KARAMERCAN HUKUK Bürosu internet sitesinde yayınlanan tüm içerik telif yasaları ve Türk Patent Enstitüsü kapsamında koruma altındadır. KARAMERCAN HUKUK Bürosu internet sitesinde paylaşılan Yargıtay Kararları’nın kullanımından doğabilecek zararlar için KARAMERCAN HUKUK Bürosu hiçbir sorumluluk kabul etmez. www.karamercanhukuk.com/blog_yargitay.php internet adresinde paylaşılan Yargıtay Kararları’nın link verilmeden bir başka anlatımla www.karamercanhukuk.com internet adresinden alındığı belirtilmeksizin kopyalanması, paylaşılması ve kullanılması YASAKTIR. KARAMERCAN HUKUK Bürosu internet sitesini ziyaret etmekle, yukarıda belirtilen kullanım şartlarını kabul etmiş sayılırsınız.
Yazdır

MAVİ MARMARA OLAYINDAKİ İSRAİL DEVLETİNİN HAKSIZ FİİLİNE DAYALI TAZMİNAT TALEBİ ADLİ YARGIDA GÖRÜLMELİDİR.

T.C.
YARGITAY
Hukuk Genel Kurulu

ESAS NO      : 2021/4-415 
KARAR NO   : 2022/1262

T Ü R K   M İ L L E T İ   A D I N A

Y A R G I T A Y   İ L A M I

İNCELENEN KARARIN
MAHKEMESİ               :
 Kırıkhan 1. Asliye Hukuk Mahkemesi
TARİHİ                         : 07/10/2020
NUMARASI                 : 2020/248 - 2020/380
DAVACI                       : F.G. vekili Av. T.Ö.
DAVALI                       : Maliye Bakanlığı vekili Av. K.S.

1. Taraflar arasındaki “maddi ve manevi tazminat” davasından dolayı yapılan yargılama sonunda, Kırıkhan 1. Asliye Hukuk Mahkemesince verilen davanın yargı yolu nedeniyle usulden reddine ilişkin karar, davacı vekilinin temyizi üzerine Yargıtay 4. Hukuk Dairesince yapılan inceleme sonunda bozulmuş, Mahkemece Özel Daire bozma kararına karşı direnilmiştir.

2. Direnme kararı davacı vekili tarafından temyiz edilmiştir.

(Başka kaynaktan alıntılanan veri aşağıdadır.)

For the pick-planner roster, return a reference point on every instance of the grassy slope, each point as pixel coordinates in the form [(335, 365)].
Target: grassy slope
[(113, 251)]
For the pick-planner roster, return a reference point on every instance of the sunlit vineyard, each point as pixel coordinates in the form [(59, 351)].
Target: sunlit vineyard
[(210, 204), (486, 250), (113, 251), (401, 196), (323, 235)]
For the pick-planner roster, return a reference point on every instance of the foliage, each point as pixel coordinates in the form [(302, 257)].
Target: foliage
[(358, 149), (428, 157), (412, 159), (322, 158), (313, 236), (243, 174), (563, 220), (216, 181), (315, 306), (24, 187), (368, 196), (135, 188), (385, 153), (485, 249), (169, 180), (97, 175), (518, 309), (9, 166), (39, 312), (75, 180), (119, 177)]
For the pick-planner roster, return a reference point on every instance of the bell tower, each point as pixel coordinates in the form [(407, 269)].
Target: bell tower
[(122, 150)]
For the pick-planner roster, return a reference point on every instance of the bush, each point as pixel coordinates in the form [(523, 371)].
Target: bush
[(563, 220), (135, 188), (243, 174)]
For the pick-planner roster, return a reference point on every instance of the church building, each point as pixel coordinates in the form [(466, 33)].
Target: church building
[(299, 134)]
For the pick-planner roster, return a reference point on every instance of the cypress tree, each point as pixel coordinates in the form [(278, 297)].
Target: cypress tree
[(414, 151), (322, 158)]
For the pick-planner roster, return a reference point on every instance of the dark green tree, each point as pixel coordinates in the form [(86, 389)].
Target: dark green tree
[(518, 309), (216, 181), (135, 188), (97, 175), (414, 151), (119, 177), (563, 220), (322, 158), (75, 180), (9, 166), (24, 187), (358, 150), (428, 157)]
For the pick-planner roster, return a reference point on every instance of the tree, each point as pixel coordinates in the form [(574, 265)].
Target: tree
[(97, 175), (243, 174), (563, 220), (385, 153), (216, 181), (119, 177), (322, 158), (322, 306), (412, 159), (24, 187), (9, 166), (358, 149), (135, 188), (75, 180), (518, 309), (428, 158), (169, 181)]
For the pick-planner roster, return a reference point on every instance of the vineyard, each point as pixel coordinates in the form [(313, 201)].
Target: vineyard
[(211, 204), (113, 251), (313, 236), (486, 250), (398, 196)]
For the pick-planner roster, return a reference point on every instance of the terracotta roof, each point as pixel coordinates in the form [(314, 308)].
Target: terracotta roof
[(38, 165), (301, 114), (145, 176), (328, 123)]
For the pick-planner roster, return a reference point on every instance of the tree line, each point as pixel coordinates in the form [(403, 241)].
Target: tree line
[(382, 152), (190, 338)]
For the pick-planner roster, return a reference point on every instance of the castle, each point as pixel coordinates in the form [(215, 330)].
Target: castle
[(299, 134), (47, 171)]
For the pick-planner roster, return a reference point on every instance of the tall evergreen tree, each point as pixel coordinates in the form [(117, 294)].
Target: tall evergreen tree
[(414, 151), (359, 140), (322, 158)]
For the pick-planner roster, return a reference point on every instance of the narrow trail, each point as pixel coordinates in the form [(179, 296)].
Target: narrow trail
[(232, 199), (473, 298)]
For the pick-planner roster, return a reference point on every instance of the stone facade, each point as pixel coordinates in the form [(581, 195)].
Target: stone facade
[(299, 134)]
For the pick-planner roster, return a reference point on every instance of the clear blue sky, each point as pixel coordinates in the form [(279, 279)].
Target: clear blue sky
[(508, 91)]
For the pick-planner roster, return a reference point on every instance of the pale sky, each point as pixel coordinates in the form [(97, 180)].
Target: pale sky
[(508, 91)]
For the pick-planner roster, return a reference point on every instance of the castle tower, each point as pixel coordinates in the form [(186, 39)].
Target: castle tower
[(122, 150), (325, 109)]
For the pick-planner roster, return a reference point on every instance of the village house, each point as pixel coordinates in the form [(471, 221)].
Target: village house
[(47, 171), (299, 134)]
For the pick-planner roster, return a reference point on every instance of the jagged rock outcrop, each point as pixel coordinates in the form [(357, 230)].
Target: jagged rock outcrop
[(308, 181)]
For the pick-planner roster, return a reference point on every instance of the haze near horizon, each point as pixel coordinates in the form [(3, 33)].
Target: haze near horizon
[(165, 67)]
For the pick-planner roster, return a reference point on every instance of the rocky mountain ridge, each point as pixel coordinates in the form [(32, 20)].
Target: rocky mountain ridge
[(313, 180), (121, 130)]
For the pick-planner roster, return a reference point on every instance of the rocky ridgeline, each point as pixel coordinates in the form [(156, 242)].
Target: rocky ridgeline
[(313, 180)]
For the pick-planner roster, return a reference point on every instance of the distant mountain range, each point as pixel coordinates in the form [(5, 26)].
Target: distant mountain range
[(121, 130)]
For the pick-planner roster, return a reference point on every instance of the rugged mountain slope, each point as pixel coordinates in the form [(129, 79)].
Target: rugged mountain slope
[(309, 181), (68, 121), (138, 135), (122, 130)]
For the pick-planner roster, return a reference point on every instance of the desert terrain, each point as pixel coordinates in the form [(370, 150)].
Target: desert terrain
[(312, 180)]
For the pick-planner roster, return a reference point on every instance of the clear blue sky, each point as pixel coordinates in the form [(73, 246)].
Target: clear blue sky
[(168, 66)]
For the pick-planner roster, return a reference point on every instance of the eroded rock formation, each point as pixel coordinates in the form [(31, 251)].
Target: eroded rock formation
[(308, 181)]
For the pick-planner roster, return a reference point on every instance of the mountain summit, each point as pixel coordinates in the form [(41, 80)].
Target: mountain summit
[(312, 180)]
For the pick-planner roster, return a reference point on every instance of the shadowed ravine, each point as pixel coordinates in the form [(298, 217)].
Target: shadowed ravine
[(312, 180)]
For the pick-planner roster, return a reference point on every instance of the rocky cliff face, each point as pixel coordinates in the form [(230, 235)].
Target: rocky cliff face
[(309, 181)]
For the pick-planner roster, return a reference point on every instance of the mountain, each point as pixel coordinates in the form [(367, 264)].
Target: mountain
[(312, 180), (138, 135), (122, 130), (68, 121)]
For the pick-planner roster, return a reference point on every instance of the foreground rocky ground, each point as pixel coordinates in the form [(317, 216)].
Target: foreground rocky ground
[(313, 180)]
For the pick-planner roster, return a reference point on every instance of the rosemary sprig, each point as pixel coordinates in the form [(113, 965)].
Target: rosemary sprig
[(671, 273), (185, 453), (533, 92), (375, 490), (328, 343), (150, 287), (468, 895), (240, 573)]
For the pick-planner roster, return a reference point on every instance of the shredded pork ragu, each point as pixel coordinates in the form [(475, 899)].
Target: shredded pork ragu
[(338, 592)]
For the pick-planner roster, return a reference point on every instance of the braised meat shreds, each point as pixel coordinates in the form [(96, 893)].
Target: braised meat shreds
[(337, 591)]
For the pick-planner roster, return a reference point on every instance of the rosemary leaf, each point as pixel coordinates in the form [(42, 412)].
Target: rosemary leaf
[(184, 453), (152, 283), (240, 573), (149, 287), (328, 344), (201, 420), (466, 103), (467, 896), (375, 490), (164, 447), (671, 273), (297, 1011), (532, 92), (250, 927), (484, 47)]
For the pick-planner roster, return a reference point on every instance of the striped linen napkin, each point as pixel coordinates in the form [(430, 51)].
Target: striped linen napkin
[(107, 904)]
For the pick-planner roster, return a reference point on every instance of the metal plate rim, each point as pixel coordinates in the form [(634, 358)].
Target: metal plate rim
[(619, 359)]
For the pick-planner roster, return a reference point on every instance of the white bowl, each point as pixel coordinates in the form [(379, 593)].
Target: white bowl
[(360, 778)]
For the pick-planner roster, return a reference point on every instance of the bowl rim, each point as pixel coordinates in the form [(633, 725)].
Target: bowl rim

3. Hukuk Genel Kurulunca dosyadaki belgeler incelendikten sonra gereği görüşüldü:

I. YARGILAMA SÜRECİ

Davacı İstemi:

4. Davacı vekili dava dilekçesinde; müvekkilinin yardım gönüllülerini taşıyan Defne-Y isimli gemide gemi adamı olarak bulunan Kadir G.’in eşi olduğunu, Kadir G.’in anılan gemi ile Gazze'ye insani yardım götürmek amacıyla uluslararası sularda seyrederken İsrail Devleti silahlı güçleri tarafından gemiden indirildiğini, şahsi eşyalarını almasına izin verilmediğini, üç gün süreyle tutuklu kaldığını, sonrasında Türkiye’ye gönderildiğini ancak iş bulamadığını, maddi sıkıntılar çektiğini ve olayın verdiği üzüntüden dolayı öldüğünü ileri sürerek fazlaya ilişkin hakları saklı kalmak kaydıyla 10.000 TL maddi ve 100.000 TL manevi tazminat olmak üzere toplam 110.000 TL tazminatın olay tarihinden itibaren işleyecek yasal faiziyle birlikte davalıdan tahsiline karar verilmesini talep etmiştir.

Davalı Cevabı:

5. Davalı vekili cevap dilekçesinde; Mavi Marmara olayının 2010 yılında Akdeniz’in uluslararası sularında meydana gelmesine rağmen Türkiye Cumhuriyeti ile İsrail Devleti arasında 28.06.2016 tarihinde akdedilen "Tazminata İlişkin Usul Anlaşması"’nın 6743 sayılı Kanun ile uygun bulunması, 20.08.2016 tarihinde Türkiye Büyük Millet Meclisinde kabul edilmesi, takiben anlaşmanın onaylanmasına ilişkin Bakanlar Kurulu Kararının 09.09.2016 tarihli Resmî Gazete’de yayımlanması ve aynı tarihte yürürlüğe girmesi sonucunda davalarda ayrı bir usulün benimsendiğini, anlaşmanın 4 ve 5. maddeleri gereğince söz konusu olay hakkında Türkiye'de açılmış olan tüm hukuk davalarında husumetin İsrail Devleti yerine Devletimize yöneltileceğini ve Maliye Bakanlığının yasal husumetinin söz konusu olduğunu, davanın bu özel düzenlemeden kaynaklanmakla birlikte tazminat hukukunun genel ilkelerine tabi olduğunu belirtilerek davanın öncelikle dava şartları yönünden incelenerek esasa girilmeden usulden reddini, aksi kanaat ile davaya devam olunduğu takdirde davanın esastan reddini savunmuştur.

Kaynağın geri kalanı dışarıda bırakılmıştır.